Hi, on the top of NonStop OS I am not able to run the gradle. I am getting the following error. What should be done to get it fixed. --------------- /home/rajga/build/Nov_30_2011/hibernate/gradle-1.0-milestone-3/bin: sh gradle gradle[113]: ulimit: not found Could not query businessSystem maximum file descriptor limit:
FAILURE: Build failed with an exception.
What went wrong: Could not locate JNA native lib resource ‘/com/sun/jna/nonstop_kernel-IA64N/libjnidispatch.so’.
Try: Run with --stacktrace option to get the stack trace. Run with --info or --debug option to get more log output. -------------------
Thank you Peter Niederwieser ! if you mention less common OSes, can I know the list(of OS) which are supported in the latest milestone? If we can build LIBJNIDISPATCH.SO for our OS then how to build it?
The OSes that we regularly test against are Windows, Mac OS, and Linux, though Gradle is also known to work on other OSes like Solaris. Recent milestones also support OSes where JNA isn’t available, although some features may not work as expected then.

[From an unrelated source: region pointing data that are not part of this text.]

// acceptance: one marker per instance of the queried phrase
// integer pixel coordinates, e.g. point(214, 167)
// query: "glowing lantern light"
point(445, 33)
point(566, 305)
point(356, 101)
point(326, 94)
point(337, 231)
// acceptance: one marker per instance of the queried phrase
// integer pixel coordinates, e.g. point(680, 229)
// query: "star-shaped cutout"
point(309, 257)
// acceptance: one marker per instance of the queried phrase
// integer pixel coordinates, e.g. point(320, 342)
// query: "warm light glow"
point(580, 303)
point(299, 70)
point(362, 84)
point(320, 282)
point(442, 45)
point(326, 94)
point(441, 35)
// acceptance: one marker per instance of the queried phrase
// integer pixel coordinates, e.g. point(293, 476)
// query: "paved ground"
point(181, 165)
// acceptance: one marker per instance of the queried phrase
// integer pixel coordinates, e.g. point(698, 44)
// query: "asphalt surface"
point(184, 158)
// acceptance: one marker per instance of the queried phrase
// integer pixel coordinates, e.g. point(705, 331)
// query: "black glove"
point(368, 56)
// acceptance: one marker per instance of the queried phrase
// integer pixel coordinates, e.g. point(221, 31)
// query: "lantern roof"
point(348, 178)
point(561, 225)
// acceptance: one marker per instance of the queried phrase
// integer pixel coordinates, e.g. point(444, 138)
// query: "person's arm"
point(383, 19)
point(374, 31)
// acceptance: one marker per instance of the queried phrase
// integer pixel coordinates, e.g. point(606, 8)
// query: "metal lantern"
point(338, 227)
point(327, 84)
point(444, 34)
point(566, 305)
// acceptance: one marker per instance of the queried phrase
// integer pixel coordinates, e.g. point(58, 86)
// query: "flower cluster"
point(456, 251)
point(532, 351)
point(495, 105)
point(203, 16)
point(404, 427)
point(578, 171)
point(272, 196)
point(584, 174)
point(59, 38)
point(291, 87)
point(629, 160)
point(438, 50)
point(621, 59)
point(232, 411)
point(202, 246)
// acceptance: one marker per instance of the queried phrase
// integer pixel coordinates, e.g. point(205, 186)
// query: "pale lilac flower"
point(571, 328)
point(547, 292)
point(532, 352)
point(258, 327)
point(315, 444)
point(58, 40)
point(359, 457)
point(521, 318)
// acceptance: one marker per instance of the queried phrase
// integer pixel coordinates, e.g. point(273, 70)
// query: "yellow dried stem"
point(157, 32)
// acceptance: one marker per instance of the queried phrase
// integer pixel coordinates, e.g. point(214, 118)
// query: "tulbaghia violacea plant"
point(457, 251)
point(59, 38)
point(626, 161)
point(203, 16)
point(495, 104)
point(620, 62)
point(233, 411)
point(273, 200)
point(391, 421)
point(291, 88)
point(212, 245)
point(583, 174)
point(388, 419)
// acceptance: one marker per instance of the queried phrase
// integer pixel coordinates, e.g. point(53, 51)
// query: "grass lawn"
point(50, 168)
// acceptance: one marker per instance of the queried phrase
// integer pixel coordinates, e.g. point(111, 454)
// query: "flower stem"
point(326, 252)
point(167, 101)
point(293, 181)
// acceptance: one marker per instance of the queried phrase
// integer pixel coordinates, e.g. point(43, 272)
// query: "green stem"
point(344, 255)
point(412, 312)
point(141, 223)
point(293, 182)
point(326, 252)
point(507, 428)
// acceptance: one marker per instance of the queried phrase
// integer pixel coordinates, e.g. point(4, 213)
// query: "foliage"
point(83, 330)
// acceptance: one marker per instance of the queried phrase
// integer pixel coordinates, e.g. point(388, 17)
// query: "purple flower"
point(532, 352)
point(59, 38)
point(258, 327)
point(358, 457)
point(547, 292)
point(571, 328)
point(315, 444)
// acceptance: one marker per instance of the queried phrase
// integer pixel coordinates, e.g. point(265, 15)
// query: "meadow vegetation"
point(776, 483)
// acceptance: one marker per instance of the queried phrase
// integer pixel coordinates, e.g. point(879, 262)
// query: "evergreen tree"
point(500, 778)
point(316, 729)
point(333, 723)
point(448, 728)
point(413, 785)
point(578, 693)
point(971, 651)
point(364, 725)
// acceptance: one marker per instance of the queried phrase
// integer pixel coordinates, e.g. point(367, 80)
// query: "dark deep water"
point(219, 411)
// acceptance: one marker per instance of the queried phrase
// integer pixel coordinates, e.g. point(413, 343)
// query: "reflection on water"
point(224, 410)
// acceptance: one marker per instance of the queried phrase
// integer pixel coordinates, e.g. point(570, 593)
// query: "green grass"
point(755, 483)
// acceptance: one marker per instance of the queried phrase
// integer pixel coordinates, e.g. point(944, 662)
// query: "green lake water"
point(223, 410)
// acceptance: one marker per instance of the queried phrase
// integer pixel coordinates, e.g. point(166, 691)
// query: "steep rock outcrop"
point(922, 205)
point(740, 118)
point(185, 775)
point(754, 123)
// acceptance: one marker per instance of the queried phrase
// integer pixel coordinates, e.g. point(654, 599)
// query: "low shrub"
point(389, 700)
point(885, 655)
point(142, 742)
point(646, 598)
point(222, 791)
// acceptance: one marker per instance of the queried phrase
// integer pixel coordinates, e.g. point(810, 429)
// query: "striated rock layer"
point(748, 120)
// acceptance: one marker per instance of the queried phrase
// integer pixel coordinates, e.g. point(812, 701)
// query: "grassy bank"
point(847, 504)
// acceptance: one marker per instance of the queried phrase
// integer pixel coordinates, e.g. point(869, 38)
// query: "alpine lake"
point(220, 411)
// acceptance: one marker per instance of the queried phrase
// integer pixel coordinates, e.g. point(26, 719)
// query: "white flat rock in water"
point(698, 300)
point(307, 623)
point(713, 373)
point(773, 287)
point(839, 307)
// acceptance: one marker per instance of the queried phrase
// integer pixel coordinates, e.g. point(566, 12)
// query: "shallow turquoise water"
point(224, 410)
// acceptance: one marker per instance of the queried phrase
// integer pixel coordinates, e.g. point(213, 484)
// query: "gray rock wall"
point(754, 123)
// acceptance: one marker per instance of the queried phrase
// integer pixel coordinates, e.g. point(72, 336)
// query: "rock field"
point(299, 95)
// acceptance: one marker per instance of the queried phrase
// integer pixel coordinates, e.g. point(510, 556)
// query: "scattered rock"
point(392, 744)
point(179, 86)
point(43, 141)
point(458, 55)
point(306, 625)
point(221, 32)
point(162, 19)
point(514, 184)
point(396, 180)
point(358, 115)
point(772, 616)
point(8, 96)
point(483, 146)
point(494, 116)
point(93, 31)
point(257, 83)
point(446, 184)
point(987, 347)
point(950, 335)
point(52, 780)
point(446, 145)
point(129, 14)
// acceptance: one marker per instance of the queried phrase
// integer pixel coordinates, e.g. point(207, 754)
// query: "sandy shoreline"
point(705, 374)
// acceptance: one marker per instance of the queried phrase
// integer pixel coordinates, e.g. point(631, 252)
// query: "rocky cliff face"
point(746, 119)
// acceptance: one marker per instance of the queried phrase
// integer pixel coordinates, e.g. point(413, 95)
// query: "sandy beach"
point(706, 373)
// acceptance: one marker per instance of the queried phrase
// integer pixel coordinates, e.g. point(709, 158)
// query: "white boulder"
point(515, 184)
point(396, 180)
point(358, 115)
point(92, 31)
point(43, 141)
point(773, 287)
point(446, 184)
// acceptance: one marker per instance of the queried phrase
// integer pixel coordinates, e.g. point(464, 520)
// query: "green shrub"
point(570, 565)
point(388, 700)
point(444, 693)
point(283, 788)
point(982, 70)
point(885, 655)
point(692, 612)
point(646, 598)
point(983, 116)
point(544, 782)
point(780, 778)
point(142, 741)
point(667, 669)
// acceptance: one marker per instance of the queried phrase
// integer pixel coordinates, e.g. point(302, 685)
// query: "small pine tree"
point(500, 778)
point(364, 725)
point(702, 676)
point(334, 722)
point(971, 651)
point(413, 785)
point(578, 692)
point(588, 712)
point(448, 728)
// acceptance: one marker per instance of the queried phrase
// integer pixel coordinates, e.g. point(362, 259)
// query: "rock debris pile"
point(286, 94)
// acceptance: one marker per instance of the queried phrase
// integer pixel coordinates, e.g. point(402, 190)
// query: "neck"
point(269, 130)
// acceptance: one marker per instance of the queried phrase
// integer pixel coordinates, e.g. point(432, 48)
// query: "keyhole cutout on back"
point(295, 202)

HOW CAN I GET LIBJNIDISPATCH.SO FOR NONSTOP OS?
I think you’d have to ask the JNA project (GitHub - java-native-access/jna: Java Native Access) to add support for your OS. Or maybe you could build JNA yourself. Anyway, our goal is to degrade gracefully if JNA isn’t available. Try the latest snapshot and tells us how it goes.
We’ve seen the same error with milestone-6 running on Windows 2008 Server R2 with MKS Toolkit 9.4. Sounds like the presence of MKS Toolkit makes Gradle think it’s running on a unix box (which it’s not).
Has this behaviour been changed in later (post m6) releases?
You should be able to influence which OS Java/Gradle detects by setting the ‘os.name’, ‘os.version’, and ‘os.arch’ system properties. One my Windows virtual machine, their values are ‘Windows 7’, ‘6.1’, and ‘amd64’, respectively.
@Rob, do you have the output from when you run Gradle? Can you include a stack trace for the failure by running with the --stacktrace command-line option.
Our build team found the problem. One of our .ksh scripts was calling gradle.exe when it should have called gradle.bat. Fixing that solved the problem. Thanks for the quick response.
Minor correction. Our .ksh scripts weren’t calling gradle.exe. The issue was that typing gradle into a ksh window will execute the linux version of gradle. We should have been typing gradle.bat.